December 6, 2022, by aczjb1

Coping with global challenges by enhancing UK-China cooperation in agricultural research and innovation – Dr Bin Wu

In the context of global challenges in climate change, food security and zero carbon campaign, UK-China research and innovation cooperation in agricultural transitions and sustainability becomes increasingly important. With funding support from the Foreign, Commonwealth & Development Office (FCDO), a workshop was held online on 28 November 2022 with the theme: UK-China cooperation in agricultural and innovation. The half-day event aimed to review achievements and challenges of bilateral cooperation in the past, develop collective voices and suggest policy recommendations for future cooperation.

The workshop was jointly organised by the University of Nottingham, the James Hutton Institute, the N8 AgriFood Group, and the Consortium of Future Rural Studies (CFRS). It attracted a total of 30 attendees, including colleagues from research institutes, universities, agribusiness companies, representatives from UKRI and the British Embassy Beijing. In addition to keynote speeches, four parallel group discussions were arranged through two sessions for attendees to share their experiences and good practices, and discuss priorities and mechanisms recommended to UKRI and Chinese counterparts.

Three keynote speeches provided a big picture on achievements, challenges and opportunities of bilateral cooperation. By questioning “why is bilateral cooperation important for both sides?”, Professor Steven Banwart, Dean for Global Development and Director of the Global Food and Environment Institute at Leeds University, emphasised the importance of China in developing a knowledge equality network across the Global North and South to tackle three linked global challenges: food security, environmental sustainability, and dietary health.

Dr Bin Wu, Founder of CFRS

Focusing on the interconnection between food security and environmental security, Dr Jonathan Snape, Head of the James Hutton Institute, explained “global challenges and global solutions” based upon his observation and experience of business engagement in China’s potato sector, the largest country in potato production in the world.
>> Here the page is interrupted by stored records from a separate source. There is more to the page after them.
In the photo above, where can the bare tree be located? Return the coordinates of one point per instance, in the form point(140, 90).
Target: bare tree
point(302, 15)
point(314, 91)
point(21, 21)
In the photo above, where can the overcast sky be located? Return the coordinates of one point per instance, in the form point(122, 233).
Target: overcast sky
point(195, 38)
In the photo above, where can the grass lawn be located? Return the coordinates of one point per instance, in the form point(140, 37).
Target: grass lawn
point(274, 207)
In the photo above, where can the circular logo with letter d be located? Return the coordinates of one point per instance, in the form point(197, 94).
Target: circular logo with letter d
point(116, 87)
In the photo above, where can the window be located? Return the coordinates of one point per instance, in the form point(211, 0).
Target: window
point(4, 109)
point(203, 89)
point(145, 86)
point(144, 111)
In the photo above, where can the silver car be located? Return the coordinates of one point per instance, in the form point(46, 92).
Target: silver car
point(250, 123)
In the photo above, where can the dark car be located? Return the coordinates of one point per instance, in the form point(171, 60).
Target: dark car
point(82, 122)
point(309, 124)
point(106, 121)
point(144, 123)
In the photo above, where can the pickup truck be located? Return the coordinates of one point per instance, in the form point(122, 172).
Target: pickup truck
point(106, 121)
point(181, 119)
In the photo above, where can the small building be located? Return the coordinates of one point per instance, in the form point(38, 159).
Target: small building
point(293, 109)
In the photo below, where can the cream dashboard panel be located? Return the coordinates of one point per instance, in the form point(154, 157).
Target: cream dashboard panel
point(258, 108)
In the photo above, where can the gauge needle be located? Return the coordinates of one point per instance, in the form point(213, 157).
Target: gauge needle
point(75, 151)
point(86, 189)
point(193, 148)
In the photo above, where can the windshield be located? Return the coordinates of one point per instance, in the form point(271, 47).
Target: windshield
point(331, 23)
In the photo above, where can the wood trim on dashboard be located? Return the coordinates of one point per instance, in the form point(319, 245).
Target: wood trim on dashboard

Given the fact that nearly half the world’s smallholder farmers live in China, Dr. Bin Wu, founder and acting director of the CFRS, and PI of this project, highlighted bilateral cooperation to develop a global-local knowledge system for better understanding on local challenges and good practices in the Global South.


A number of ideas emerged from the group discussions. It was agreed that the most important asset of bilateral cooperation is mutual trust between British and Chinese academics, a sound foundation for long term cooperation. This has occurred over the last two decades through a bottom-up process starting with PhD students and ECRs training, leading to good questions, innovative ideas and feasible pathways of research design and implementation in rural China. The participation of social scientists and industrial companies were emphasised, as these play a critical role in mediating between researchers, farmers and external markets. A potential area to be developed is the interconnection between agricultural research and internationalisation of higher education in order to better use relevant resources for bilateral research collaboration.

A number of barriers to bilateral cooperation were identified. It is a common concern that alternative mechanisms to replace the Newton Fund must be found as China is no longer on the ODA listed countries. Another issue is the sharing or transferring of research data (such as bio-samples) or third-party information (e.g. geographic information) for joint analysis. There needs to be a balance between publications and social impact in the future to address local challenges and the needs of small farmers and rural communities through multiple stakeholders’ participation in bilateral project design and delivery.

Given the importance of China in addressing global challenges and impact on the Global South, a few policy recommendations arose for new funding mechanisms, including:

  • Integrated programmes across UKRI, DIT, DEFRA and FCDO to bring together resources and opportunities to maximise impacts to not only two countries but also agricultural trainsition and sustainability in the Global South
  • Programmes for the participation of social scientists and multiple stakeholders, especially companies to address local challenges and good practices related to smallholder farmers in poor areas of China
  • More funding opportunities for British scholars, ECRs and research students to visit and conduct emprical studies in China to better understand the complexity, challenges, good practices and pathways of bilateral cooperation and social impact
  • Matched fund with Chinese Scholarship Council (CSC) overseas scholarship programme to support joint research and training of Chinese visiting scholars and PhD students in the UK
  • Support new consortia to bring together natural and social scientists with industry via regular workshops or webinars to share good practices and faciliate communication and cooperation, internally (among British institutions) and externally (with Chinese partners) for bilateral cooperation.

A key message from this workshop came from Professor Andrew Salter, Director of the Future Food Beacon at the University of Nottingham, “we need to work together to cope with global challenges as well as challenges facing the two countries”. This is a different view from the public one dominated by negative images. This event illustrates the great potential, opportunities and strong demand to enhance bilteral cooperation in agricultural research and innovation in the future.